Synchronization in a nested while loop causes loss of threadID

Open leios opened this issue 4 years ago • 1 comments

I ran across a method that asked for me to use a shared memory pool of size blocksize and pull from it a few times in a for/while loop. I found that the CPU had problems with this. Here is a mwe (without the shmem shenanigans):

using Test
using CUDA
using CUDAKernels
using KernelAbstractions

@kernel function f_test_kernel!(a)
    tid = @index(Global, Linear)

    @uniform N = length(a)

    @uniform b = 0
    for i = 1:10
        if tid < N
            b += 1
            @synchronize()
        end
    end
end

a = zeros(1024)

# works
wait(f_test_kernel!(CUDADevice(),256)(CuArray(a), ndrange=1024))

# doesn't work
wait(f_test_kernel!(CPU(),4)(a, ndrange=1024))

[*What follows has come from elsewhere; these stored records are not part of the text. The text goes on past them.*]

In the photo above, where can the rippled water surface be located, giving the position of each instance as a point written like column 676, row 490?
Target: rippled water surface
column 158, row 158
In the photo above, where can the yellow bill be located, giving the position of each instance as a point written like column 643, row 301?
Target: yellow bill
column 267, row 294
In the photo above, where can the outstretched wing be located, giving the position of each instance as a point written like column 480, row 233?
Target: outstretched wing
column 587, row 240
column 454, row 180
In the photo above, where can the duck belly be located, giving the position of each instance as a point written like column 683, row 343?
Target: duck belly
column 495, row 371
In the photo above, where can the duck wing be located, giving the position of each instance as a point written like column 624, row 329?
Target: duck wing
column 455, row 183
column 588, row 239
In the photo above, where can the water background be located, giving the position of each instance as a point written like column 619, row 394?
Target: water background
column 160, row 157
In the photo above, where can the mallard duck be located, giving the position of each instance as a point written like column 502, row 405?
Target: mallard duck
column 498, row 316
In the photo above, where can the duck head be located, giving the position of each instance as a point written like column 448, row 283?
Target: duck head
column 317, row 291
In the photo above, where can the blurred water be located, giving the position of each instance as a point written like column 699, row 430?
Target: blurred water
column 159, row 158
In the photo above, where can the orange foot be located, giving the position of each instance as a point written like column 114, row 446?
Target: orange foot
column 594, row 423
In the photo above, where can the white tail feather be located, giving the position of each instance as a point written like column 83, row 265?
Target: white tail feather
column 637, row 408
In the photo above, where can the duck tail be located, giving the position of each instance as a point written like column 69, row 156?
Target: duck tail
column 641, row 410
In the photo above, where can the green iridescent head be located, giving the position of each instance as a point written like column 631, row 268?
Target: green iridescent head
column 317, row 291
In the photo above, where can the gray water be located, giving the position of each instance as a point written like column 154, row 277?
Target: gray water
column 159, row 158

Note: without the if statement, everything works fine. I also tried a few different nested if statements to see if a similar error occurred, but could not replicate it. It seems to be specifically a loop after a conditional (although maybe a loop in a loop would also trigger it? Still digging).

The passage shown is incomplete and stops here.